As a college student in the 1960s, my father volunteered to room with a man who was the first student from a certain African country to attend the university. I’d heard my dad share small parts of the story as I grew, but more recently, he shared with me about the unkind backlash from some of the other young men in the dorms. I was blown away. I attended the same university approximately 40 years after my dad, and I couldn’t imagine something like that being an issue. I am not ignorant to the fact that people are not all unconditionally loving and that racism is still alive, but I live in a different time than my parents grew up in. It took me a minute to remember it was the 1960s in America: a pretty turbulent time in American history. I was struck, first by the fact that my dad was treated poorly by his classmates, and secondly that it took 30 years for me to hear my father bring up anything negative about the experience. I think that speaks to my father’s character as much as him wanting to room with the man who became his friend.

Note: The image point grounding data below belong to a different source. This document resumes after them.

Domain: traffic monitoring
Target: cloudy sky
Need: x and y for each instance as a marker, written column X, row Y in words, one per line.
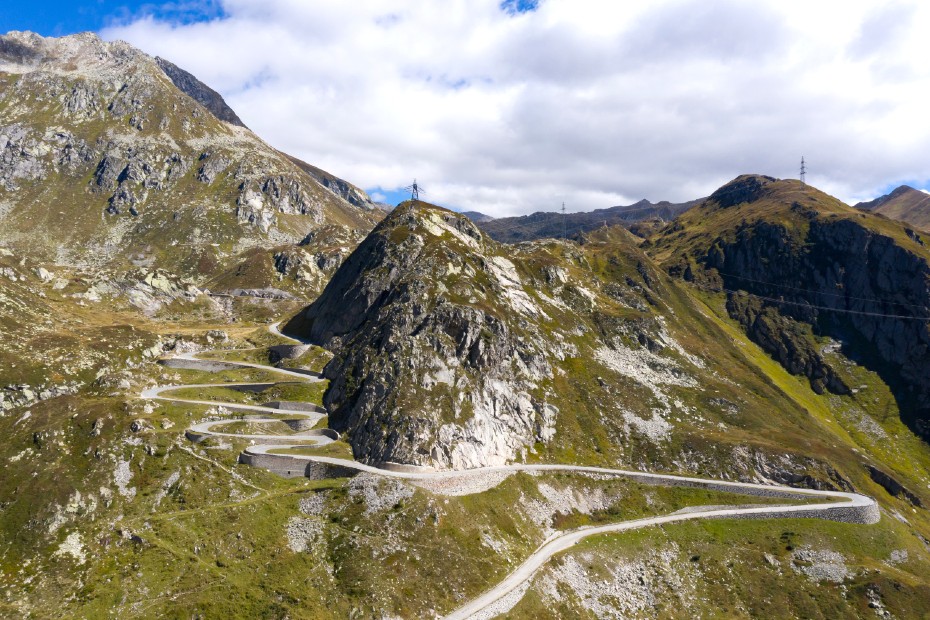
column 513, row 107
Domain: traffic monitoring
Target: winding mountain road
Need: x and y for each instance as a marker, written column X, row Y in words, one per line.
column 846, row 507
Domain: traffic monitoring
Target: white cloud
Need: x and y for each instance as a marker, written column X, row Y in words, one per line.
column 585, row 101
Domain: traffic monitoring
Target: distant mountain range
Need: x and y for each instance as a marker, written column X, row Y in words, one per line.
column 905, row 204
column 551, row 224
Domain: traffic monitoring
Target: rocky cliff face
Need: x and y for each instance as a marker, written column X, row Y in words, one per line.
column 454, row 351
column 808, row 260
column 200, row 92
column 904, row 204
column 423, row 373
column 146, row 166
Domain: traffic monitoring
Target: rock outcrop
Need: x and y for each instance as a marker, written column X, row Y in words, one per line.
column 421, row 376
column 454, row 351
column 809, row 260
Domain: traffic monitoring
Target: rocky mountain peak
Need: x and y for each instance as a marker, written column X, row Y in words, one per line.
column 744, row 188
column 140, row 157
column 200, row 92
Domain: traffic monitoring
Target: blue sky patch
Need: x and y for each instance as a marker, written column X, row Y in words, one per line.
column 515, row 7
column 60, row 17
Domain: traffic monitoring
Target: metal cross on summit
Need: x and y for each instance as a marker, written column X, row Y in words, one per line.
column 414, row 190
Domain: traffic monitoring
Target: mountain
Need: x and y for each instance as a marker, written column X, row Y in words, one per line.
column 454, row 351
column 549, row 224
column 904, row 204
column 740, row 342
column 803, row 270
column 111, row 160
column 451, row 350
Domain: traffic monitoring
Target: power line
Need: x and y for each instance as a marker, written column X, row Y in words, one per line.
column 807, row 290
column 812, row 306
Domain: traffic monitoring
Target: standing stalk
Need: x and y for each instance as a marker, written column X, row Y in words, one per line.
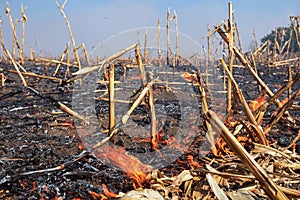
column 177, row 47
column 111, row 97
column 145, row 46
column 168, row 36
column 154, row 134
column 24, row 20
column 258, row 130
column 158, row 41
column 13, row 27
column 230, row 58
column 61, row 7
column 207, row 63
column 3, row 43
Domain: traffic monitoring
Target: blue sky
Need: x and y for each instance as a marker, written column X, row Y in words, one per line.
column 92, row 21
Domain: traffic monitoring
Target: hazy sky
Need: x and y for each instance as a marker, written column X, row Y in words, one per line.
column 92, row 21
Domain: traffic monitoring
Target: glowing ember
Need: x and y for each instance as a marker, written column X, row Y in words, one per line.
column 193, row 163
column 108, row 193
column 255, row 104
column 129, row 164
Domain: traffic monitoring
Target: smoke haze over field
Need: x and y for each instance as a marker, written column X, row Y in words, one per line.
column 93, row 21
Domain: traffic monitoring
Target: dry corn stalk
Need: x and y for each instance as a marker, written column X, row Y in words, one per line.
column 242, row 99
column 266, row 182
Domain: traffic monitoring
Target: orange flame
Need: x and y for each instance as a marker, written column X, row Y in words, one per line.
column 260, row 100
column 280, row 105
column 108, row 193
column 129, row 164
column 193, row 163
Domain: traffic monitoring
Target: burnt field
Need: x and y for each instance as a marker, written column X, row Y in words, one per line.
column 44, row 154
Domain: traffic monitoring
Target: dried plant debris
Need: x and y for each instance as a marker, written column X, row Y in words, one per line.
column 51, row 149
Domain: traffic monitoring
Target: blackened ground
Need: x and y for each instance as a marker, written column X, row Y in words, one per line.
column 35, row 135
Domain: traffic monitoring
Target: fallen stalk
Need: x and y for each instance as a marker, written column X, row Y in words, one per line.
column 258, row 130
column 247, row 64
column 37, row 75
column 284, row 108
column 266, row 182
column 59, row 104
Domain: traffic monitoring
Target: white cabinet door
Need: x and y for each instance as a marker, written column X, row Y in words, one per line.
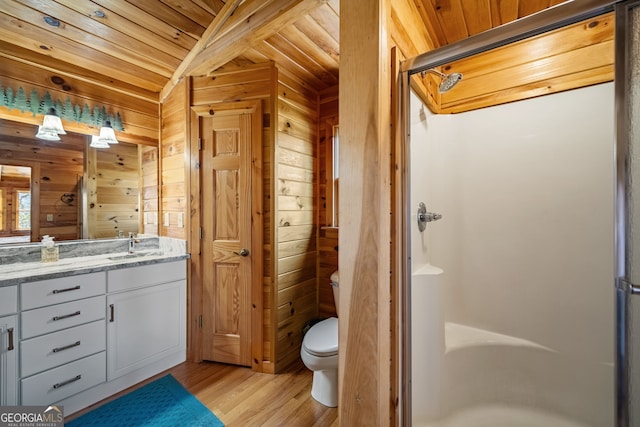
column 144, row 326
column 9, row 360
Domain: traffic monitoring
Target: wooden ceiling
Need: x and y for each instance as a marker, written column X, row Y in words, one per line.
column 144, row 47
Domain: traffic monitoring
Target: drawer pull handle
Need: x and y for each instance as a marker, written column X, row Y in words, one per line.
column 10, row 331
column 59, row 291
column 66, row 347
column 69, row 381
column 66, row 316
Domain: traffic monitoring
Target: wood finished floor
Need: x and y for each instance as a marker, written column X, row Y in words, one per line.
column 241, row 397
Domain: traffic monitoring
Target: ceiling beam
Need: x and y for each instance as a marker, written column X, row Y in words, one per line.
column 248, row 32
column 207, row 37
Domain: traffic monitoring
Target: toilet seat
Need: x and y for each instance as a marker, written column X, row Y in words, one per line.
column 322, row 338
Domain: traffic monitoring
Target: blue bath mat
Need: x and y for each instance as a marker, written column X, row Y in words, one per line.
column 161, row 403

I have come to realize that some adoptive parents struggle with certain aspects of adoption more than others. One aspect I have not struggled with, but have observed others wrestling with, is that of transracial adoption. I give the example of my father as a reason it has not been an issue for me. As a prospective adoptive parent, I was excited about the possibility of welcoming children of varied ancestry into my family. I looked forward to learning more about and celebrating their biological heritage. Not everyone is so comfortable, I believe, often because they are afraid of possible negative responses from family and friends, particularly those of an older generation. My opinion has always been that diversity would bring richness to my family life. I am grateful for family members, friends, and children who enrich my life.
In anticipation of cultivating a diverse and culturally rich family life, I initially thought we would learn about and celebrate our children’s specific backgrounds. What I have learned about celebrating culture is twofold. First, we may not have very specific information when it comes to knowing our children’s heritage. Secondly, celebrating and learning about as many different cultures as we can is true diversity. I have observed more experienced adoptive parents do this beautifully. They value diversity and teach their children love for their fellow men and women. With big hearts, they help their children feel special and unique, but they also give them the gift of expanding their horizons. Whether we are talking about race and diversity or the world and its people in a more general sense, a parent with a teachable attitude opens doors for children to have a greater respect and understanding of the world and, therefore, people around them. Sometimes, this means learning about and acknowledging hard or sad things, and that is okay. It’s part of the process. An honest, open dialogue helps us each to grow and learn.
I want to have a teachable heart and allow my children experiences that will make them more loving people, recognizing their own worth as they see worth in others. I hope I will pass on my father’s love, acceptance, and respect for his fellow men even though I won’t be passing on his great athletic ability or his clear, blue eyes.
What do you hope to share with your children and how do you plan to do so?